The Department of Homeland Security’s Secure Communities (S-Comm) leads local communities to distrust law enforcement, encourages racial profiling and undermines the Constitution, critics of the program said today at a press conference on Capitol Hill.

Antonio Montejano, a 40-year-old U.S. citizen wrongly ensnared by S-Comm on Nov. 5, 2011, explained how the experience affected him and his family. Montejano spent four nights locked up for a shoplifting charge after he forgot to pay for candy his children had eaten while shopping. Among $600 in purchased items, a $10 bottle of perfume had also slipped through. That charge was dismissed, but Montejano was detained because of an immigration hold, which was triggered by S-Comm despite his citizenship status.

“When I was released,” Montejano said, "my eight-year-old son said to me: ‘Dad, can this happen to me too because I look like you?’ I feel so sad when I heard him say this. But he is right. Even though he is an American citizen – just like me – he too could be detained for immigration purposes because of the color of his skin – just like me.”

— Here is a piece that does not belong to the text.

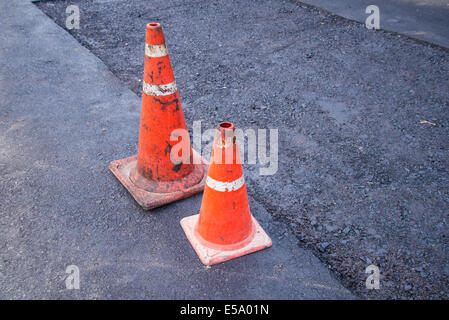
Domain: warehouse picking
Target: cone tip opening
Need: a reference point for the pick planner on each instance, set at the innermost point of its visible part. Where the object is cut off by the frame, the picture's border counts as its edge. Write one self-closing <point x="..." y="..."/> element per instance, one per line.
<point x="153" y="25"/>
<point x="227" y="125"/>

Aarti Kohli, Director of Immigration Policy at the Warren Institute on Law and Social Policy, Berkeley Law, University of California, said that 3,600 U.S. citizens have been apprehended by ICE from the inception of the program through April 2011. Kohli has co-authored the report, “Secure Communities by the Numbers: An Analysis of Demographics and Due Process,” which revealed many problems with S-Comm.

“The administration has a very technical definition of Secure Communities, but it’s very different than the reality,” Kohli said, explaining that evidence points to the fact that S-Comm encourages racial profiling and impacts U.S. citizens and families as well as immigrants.

Ronald Hampton, the Washington Representative of Blacks in Law Enforcement in America and a retired police officer who served in the Metropolitan Police Department in Washington, D.C., for 24 years, said S-Comm causes communities to distrust the police.

“It’s the federal government’s role to enforce immigration violations,” Hampton said. “Police officers have enough to do. Local police should be building relationships and doing crime prevention – we don’t have the extra resources.”

The Honorable J. Walter Tejada, member of the Arlington County Board, explained how Arlington County was the first local government to seek an opt-out from S-Comm. Tejada said the program created fear in the immigrant community, which had always trusted the police in Arlington.

“This was imposed on us, we didn’t ask for it,” Tejada said. “Our police haven’t asked for this. We do not want our police officers to be immigration agents.”

Ali Noorani, National Immigration Forum's executive director, called on DHS to fix S-Comm before implementing the program in all jurisdictions nationwide.

“We believe that until the DHS can assure the public that critical problems with Secure Communities have been remedied, the program should be suspended,” Noorani said.